Western sanctions against Moscow have hurt the Russian economy and restricted some energy projects, but they have failed their main objective of persuading President Vladimir Putin to change his policy in Ukraine. It will continue to have a limited impact unless they are made tougher, the Atlantic Council argued in study released last week.
Sergey Aleksashenko, former deputy chairman of the Russian Central Bank and former chairman of Merrill Lynch Russia, said in the report that tighter restrictions could include imposing an embargo on the purchase of crude from Russian state-owned companies, banning Western companies from buying or trading Russian LNG, and making it harder for Russian state-owned companies to use Western technology.
“Even if Russia is able to sell its oil elsewhere, it will cost it more to do so, correspondingly reducing the financial resources of Putin’s regime,” Aleksashenko wrote.
The EU is expected to vote this month on renewing sanctions that expire January 31. US president-elect Donald Trump will then be able to decide whether to sign executive orders extending sanctions in March and again next summer.
But uncertainty is building on both sides of the Atlantic. Trump repeatedly praised Putin during the US elections and urged closer cooperation on geopolitical issues like ISIS. French center-right presidential candidate Francois Fillon has called for lifting the sanctions and partnering with Russia to fight immigration and terrorism.
The energy sector sanctions prevent Western companies from providing technology for Arctic, deepwater or shale oil exploration and production. This measure froze six major joint ventures that Western producers ExxonMobil, Total and Shell were pursuing with Russian companies. The restrictions took a costly toll on the joint ventures, with ExxonMobil CEO estimating the hit to its plans at $1 billion.
And yet Russian oil production has not suffered. Output rose 147,222 b/d from 2014 to 10.73 million b/d in 2015, despite an International Energy Agency estimate that it would fall 80,000 b/d. Growth has continued this year, averaging 10.91 million b/d from January-October, S&P Global Platts has reported.
Output grew despite sanctions
Russia’s deputy energy minister Kirill Molodtsov said November 9 that production has the potential to grow to 11.15 million-11.25 million b/d by 2020.
“Russian companies have benefited from the ruble devaluation and managed to ramp up production and exports each quarter since 2014,” Aleksashenko said.
At the same time, Russian refiners have made significant investments to increase refining depth — a measure of efficiency used mostly in Russia — to 75% this year, from 71.5% in 2013, the report said. They aim to reach the EU average of 85% by 2020, which will lead to higher production and more oil product exports.

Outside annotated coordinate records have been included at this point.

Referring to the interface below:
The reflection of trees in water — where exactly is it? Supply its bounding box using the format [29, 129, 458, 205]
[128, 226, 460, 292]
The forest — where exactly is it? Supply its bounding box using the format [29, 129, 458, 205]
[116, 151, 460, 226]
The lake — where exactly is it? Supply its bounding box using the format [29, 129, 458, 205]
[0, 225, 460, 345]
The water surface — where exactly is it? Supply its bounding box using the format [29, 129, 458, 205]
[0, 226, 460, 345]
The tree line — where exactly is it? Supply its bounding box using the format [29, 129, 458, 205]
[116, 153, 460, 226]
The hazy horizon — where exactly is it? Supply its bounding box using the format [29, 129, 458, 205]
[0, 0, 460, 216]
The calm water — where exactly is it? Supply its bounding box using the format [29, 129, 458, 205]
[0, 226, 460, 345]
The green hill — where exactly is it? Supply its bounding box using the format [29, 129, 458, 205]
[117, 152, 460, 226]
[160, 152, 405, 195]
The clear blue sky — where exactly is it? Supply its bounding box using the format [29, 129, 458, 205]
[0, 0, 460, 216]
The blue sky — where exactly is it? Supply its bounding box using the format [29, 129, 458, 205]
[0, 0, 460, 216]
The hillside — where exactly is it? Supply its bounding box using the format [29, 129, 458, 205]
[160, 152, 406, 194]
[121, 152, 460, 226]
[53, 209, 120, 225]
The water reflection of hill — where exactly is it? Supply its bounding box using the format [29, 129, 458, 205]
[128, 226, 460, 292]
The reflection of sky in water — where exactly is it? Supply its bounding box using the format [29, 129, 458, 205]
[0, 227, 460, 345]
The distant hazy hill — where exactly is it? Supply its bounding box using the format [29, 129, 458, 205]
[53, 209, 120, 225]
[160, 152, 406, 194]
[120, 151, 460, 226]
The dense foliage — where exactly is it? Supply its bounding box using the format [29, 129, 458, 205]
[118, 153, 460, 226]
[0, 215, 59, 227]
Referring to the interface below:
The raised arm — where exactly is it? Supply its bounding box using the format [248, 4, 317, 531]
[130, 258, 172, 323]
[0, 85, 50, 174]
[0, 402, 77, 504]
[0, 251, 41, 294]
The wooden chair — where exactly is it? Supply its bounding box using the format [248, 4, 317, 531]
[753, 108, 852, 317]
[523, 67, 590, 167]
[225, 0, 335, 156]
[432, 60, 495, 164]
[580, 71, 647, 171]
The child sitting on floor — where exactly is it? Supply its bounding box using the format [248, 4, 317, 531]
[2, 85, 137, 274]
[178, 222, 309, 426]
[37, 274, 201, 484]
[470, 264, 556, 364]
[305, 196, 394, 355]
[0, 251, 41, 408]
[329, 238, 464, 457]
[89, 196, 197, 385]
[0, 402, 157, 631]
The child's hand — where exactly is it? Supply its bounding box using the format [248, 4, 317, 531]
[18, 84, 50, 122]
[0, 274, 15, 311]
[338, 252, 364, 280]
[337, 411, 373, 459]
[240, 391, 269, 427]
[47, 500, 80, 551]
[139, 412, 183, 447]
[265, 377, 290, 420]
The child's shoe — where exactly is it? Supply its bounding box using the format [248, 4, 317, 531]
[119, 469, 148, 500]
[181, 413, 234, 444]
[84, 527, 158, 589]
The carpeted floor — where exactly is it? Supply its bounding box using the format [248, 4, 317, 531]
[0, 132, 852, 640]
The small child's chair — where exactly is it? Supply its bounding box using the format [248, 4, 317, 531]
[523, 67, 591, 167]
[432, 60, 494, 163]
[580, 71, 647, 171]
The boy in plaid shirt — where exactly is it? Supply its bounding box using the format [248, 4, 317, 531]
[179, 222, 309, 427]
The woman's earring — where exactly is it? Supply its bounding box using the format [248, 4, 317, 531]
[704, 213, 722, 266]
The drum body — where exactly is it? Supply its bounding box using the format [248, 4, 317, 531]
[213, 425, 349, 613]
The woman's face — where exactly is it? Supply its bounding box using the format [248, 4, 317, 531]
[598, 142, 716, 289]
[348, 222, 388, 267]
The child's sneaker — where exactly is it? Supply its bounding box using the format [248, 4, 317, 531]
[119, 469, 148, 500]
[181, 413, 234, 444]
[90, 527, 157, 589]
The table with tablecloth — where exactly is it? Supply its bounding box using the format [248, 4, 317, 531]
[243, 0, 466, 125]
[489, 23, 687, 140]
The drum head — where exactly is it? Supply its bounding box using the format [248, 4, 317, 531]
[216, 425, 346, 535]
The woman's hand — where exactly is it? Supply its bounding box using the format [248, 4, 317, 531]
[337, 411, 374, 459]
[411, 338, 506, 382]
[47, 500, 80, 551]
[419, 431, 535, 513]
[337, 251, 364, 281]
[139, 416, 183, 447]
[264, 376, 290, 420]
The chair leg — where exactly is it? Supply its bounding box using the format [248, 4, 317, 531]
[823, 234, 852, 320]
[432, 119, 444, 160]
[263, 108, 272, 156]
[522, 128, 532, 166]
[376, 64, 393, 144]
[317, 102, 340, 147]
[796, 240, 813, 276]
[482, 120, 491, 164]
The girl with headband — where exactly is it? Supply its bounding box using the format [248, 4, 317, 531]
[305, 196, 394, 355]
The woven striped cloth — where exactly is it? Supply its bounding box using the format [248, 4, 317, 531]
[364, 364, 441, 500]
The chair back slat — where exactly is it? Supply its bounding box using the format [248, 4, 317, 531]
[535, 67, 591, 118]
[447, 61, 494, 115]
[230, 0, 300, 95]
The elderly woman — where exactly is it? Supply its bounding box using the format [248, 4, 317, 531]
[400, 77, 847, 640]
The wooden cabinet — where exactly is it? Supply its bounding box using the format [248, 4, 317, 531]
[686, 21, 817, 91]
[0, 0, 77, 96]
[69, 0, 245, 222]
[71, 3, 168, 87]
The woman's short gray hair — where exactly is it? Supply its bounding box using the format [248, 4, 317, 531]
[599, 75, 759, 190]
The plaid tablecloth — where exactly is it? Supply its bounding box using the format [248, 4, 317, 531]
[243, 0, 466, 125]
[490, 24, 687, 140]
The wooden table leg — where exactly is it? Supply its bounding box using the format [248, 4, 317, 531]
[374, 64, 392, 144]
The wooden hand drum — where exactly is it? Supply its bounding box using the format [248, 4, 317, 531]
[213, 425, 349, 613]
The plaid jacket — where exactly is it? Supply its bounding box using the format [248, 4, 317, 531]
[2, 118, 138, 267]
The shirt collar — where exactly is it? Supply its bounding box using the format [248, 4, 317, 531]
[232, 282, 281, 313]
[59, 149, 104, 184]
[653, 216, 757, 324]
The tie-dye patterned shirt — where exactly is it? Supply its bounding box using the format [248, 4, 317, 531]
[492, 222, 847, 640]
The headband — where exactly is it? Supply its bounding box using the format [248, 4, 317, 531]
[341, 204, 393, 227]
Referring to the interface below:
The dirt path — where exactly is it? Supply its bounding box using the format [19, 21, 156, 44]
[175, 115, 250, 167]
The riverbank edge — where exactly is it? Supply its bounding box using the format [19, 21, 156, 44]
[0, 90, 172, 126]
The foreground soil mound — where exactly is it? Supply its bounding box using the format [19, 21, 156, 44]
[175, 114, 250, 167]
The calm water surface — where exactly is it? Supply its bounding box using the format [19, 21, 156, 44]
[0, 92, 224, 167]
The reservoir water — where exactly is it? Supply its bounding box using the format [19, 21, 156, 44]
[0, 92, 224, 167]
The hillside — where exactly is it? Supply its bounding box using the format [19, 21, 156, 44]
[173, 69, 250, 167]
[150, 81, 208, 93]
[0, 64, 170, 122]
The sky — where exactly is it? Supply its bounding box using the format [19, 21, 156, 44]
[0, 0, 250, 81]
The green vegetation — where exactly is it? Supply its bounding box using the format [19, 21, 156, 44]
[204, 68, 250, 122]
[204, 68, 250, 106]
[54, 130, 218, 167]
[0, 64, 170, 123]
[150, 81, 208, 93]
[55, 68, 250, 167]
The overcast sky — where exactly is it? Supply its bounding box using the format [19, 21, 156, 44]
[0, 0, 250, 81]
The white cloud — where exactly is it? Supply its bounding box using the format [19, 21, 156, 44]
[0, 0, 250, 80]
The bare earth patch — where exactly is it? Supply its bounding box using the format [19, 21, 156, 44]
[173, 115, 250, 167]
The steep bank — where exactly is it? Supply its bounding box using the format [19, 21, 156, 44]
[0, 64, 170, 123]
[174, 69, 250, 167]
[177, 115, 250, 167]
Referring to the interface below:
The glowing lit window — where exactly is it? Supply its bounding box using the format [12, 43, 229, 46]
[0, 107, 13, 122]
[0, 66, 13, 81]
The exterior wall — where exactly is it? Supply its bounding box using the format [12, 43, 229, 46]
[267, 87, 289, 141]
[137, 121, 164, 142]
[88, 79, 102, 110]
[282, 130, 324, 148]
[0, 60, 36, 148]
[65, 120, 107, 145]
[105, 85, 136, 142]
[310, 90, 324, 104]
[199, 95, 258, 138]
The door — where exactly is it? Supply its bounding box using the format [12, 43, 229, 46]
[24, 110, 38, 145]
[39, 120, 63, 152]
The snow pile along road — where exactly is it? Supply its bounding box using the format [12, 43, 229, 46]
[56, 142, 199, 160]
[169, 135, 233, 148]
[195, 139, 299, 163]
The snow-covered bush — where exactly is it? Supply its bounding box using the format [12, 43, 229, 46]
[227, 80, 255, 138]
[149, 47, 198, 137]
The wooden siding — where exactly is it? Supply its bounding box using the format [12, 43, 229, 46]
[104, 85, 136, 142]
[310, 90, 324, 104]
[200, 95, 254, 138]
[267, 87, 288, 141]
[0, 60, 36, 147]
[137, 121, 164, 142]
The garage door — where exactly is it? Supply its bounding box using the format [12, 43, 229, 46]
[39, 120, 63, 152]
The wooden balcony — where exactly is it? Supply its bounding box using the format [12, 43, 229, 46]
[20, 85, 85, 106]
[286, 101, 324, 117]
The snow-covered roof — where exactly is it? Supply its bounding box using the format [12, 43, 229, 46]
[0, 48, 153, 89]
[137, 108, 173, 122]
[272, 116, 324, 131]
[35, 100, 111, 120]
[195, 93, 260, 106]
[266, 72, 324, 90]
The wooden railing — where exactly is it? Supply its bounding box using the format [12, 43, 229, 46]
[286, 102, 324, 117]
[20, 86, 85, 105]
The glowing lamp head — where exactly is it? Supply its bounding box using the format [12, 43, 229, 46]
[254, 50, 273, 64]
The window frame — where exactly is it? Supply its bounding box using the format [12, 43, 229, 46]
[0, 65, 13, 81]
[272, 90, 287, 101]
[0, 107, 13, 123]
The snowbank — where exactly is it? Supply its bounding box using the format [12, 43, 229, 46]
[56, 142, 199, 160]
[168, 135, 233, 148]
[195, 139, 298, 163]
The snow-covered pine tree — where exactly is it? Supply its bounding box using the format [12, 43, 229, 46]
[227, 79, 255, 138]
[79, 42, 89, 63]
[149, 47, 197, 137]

The sanctions have left plenty of leeway for Russia’s energy sector to find legal workarounds, said Elizabeth Rosenberg, director of the energy, economics and security program at the Center for a New American Security and a former treasury department senior adviser.
“These sanctions were never designed to collapse the Russian economy,” she said. “They’re designed to be narrow and targeted.”
Rosenberg gave the example of the ban on Western assistance in shale development.
“How much of Russian energy production that affects turns on how you understand that term,” she said of shale. “In fact, the way it is defined is very narrow and it could have been defined in a much broader way, which would have had a much bigger effect on Russian energy production.”
So will the US and EU renew these sanctions before they expire early next year? Rosenberg and other sanctions experts who helped the Atlantic Council roll out Aleksashenko’s report predicted they would.
John Herbst, a US diplomat for 31 years, former ambassador to Ukraine and now director of the Atlantic Council’s Eurasia program, said many signs point to the US keeping up pressure on Russia: bipartisan motivation within Congress to enact legislation if needed, Trump’s national security team, and the fact that the issue is of no real importance to the success of Trump’s presidency but could get in the way of its success if things go sour.
Herbst also brushed off predictions that Trump would cave in to Putin’s demands out of an affinity for the Russian leader.
“Keep in mind that he fancies himself a dealmaker,” he said. “What type of triumph is that for Trump the dealmaker?”